Notice that $f(x_k) = 0$ for all k, hence $M\subseteq \ker(f)$, which is a proper subspace of $l^{1}$.

Originally Posted by Mimi89
Now, suppose that $s \in \mathbb{R}$, and
$x_{k}=se_{k} - 2e_{k+1} + e_{k+2}$
and M is as before. Prove that $M=l^{1}$ iff s>1 or s<-3.
Try to do this by a similar approach to the first part of the question. Can you find a linear functional f on $l^{1}$ such that $M\subseteq \ker(f)$?

A linear functional on $l^{1}$ is of the form $f((\alpha _{j} )) = \sum_{j=1}^{\infty} c_j\alpha _{j}$, where $(c_j)$ is a bounded sequence of scalars. For f of that form, the condition $f(x_k)=0$ tells you that $sc_k - 2c_{k+1} + c_{k+2} = 0$ for all k. You solve a recurrence relation of that type by using the auxiliary equation $s-2\lambda + \lambda^2 = 0$, which has the solutions $\lambda = 1\pm\sqrt{1-s}$. Then $c_j = \lambda^j$. In order for the sequence $(c_j)$ to be bounded, we must take the negative square root, getting $c_j = \bigl(1-\sqrt{1-s}\bigr)^j$. For that solution to be viable, we need two conditions. First, we must have $s\leqslant1$ (for the square root to be real). Second, we need $\bigl|1-\sqrt{1-s}\bigr|\leqslant1$ (for the sequence $(c_j)$ to be bounded). That second condition reduces to $s\geqslant-3$.
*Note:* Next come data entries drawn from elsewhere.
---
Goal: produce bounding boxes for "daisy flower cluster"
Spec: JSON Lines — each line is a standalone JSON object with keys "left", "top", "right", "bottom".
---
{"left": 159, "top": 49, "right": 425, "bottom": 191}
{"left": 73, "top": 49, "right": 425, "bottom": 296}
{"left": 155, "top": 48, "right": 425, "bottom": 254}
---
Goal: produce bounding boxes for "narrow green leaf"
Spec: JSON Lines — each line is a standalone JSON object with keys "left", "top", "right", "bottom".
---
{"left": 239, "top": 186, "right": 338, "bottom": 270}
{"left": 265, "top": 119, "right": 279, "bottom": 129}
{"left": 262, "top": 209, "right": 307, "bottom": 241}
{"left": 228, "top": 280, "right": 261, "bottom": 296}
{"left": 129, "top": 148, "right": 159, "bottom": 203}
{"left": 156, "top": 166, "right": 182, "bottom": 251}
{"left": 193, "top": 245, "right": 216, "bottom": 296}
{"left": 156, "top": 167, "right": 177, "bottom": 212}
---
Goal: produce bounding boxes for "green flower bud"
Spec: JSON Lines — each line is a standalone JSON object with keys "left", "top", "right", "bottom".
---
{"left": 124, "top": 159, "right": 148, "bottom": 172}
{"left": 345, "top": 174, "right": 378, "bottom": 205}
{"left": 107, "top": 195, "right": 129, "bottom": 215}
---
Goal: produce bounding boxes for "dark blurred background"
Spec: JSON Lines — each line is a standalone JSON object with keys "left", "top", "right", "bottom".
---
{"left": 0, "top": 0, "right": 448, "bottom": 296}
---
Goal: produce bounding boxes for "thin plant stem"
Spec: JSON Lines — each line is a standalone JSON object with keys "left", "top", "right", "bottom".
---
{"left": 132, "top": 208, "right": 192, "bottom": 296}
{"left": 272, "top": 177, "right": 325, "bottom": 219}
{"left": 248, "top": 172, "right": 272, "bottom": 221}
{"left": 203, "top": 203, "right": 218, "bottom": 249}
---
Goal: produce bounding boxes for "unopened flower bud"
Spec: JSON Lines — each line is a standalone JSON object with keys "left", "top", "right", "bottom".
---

Therefore if $-3\leqslant s\leqslant1$, we can conclude (as in the first part of the question) that $M\subseteq\ker (f)$ and hence $M$ is a proper subspace. With a little care, you can reverse this argument to prove the converse: if $M$ is a proper subspace, then (by the Hahn–Banach theorem) there is a bounded linear functional which vanishes on $M$. That functional must be of the form $f((\alpha _{j} )) = \sum_{j=1}^{\infty} c_j\alpha _{j}$, where $(c_j)$ is a bounded sequence of scalars, and it follows as above that s must lie in the interval [–3,1].